As the world produces humongous amount of data — there is now about 10 trillion gigabytes of digital data on earth — scientists have shown that a technique for labeling and retrieving DNA data files from a large pool could help make DNA data storage feasible in the near future.
Every day, humans produce emails, photos, tweets and other digital files that add up to another 2.5 million gigabytes of data.
Much of this data is stored in enormous facilities known as exabyte data centers (an exabyte is 1 billion gigabytes), which can be the size of several football fields and cost around $1 billion to build and maintain.
Many scientists believe that an alternative solution lies in the molecule that contains our genetic information: DNA, which evolved to store massive quantities of information at very high density.
A coffee mug full of DNA could theoretically store all of the world’s data, says Mark Bathe, a professor of biological engineering at the Massachusetts Institute of Technology (MIT).

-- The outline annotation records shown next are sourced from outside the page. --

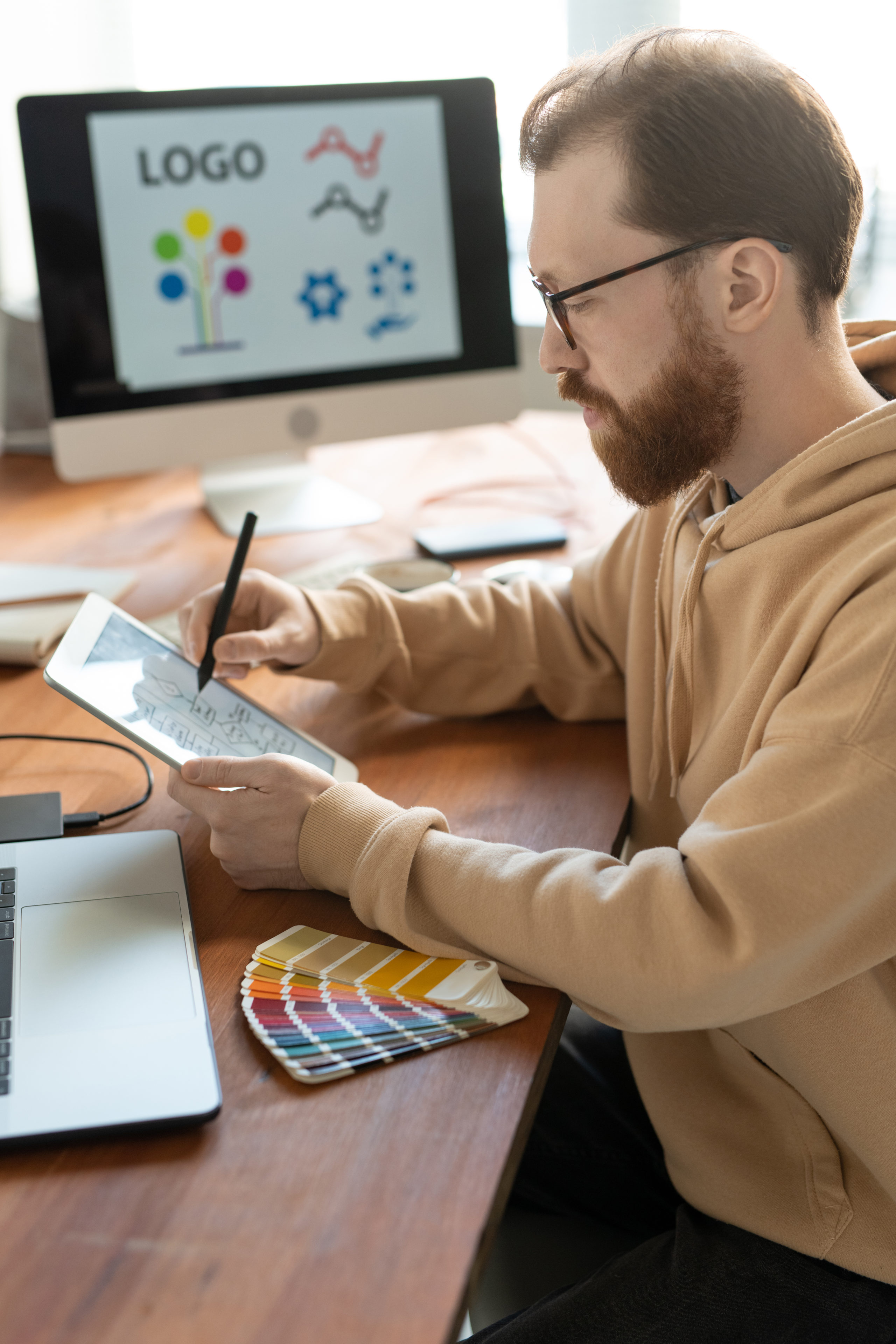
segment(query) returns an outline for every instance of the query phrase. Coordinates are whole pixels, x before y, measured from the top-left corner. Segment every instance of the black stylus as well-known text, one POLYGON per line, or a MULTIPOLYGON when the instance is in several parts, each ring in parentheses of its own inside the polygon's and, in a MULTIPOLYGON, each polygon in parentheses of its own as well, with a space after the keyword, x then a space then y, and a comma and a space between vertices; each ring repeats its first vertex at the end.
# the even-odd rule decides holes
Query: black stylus
POLYGON ((239 540, 236 542, 236 550, 234 551, 234 558, 230 562, 230 569, 227 570, 227 578, 224 579, 224 587, 218 598, 218 606, 215 607, 215 614, 211 618, 211 629, 208 632, 208 644, 206 645, 206 653, 199 664, 199 689, 206 685, 215 671, 215 645, 227 629, 227 622, 230 621, 230 609, 234 605, 234 598, 236 597, 236 585, 239 583, 239 575, 243 573, 243 564, 246 563, 246 552, 249 551, 249 543, 253 539, 253 532, 255 531, 255 523, 258 517, 255 513, 247 513, 243 519, 243 530, 239 534, 239 540))

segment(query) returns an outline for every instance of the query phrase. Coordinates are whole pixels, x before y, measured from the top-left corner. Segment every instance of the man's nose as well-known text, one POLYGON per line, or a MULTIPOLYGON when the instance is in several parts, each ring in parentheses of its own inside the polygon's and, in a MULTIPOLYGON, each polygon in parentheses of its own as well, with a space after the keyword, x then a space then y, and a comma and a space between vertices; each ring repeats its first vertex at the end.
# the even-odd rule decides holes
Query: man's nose
POLYGON ((562 374, 567 368, 578 368, 583 372, 588 367, 588 360, 582 347, 570 349, 563 332, 557 329, 551 317, 545 317, 539 364, 545 374, 562 374))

“We need new solutions for storing these massive amounts of data that the world is accumulating, especially the archival data,” Bathe said in a paper appeared in the journal Nature Materials.
DNA is a thousandfold denser than even flash memory, and another property that’s interesting is that once you make the DNA polymer, it doesn’t consume any energy.
“You can write the DNA and then store it forever.”
Scientists have already demonstrated that they can encode images and pages of text as DNA.
Bathe and his colleagues have now demonstrated one way to do that, by encapsulating each data file into a 6-micrometer particle of silica, which is labeled with short DNA sequences that reveal the contents.
Using this approach, the researchers demonstrated that they could accurately pull out individual images stored as DNA sequences from a set of 20 images.
Given the number of possible labels that could be used, this approach could scale up to 1020 files.
DNA has several other features that make it desirable as a storage medium: It is extremely stable, and it is fairly easy (but expensive) to synthesize and sequence.
Also, because of its high density — each nucleotide, equivalent to up to two bits, is about 1 cubic nanometer — an exabyte of data stored as DNA could fit in the palm of your hand.
One obstacle to this kind of data storage is the cost of synthesizing such large amounts of DNA. Currently it would cost $1 trillion to write one petabyte of data (1 million gigabytes).
Bathe estimated that the cost of DNA synthesis would need to drop by about six orders of magnitude.
According to him, this will happen within a decade or two, similar to how the cost of storing information on flash drives has dropped dramatically over the past couple of decades.
“While it may be a while before DNA is viable as a data storage medium, there already exists a pressing need today for low-cost, massive storage solutions for preexisting DNA and RNA samples from Covid-19 testing, human genomic sequencing, and other areas of genomics,” Bathe noted.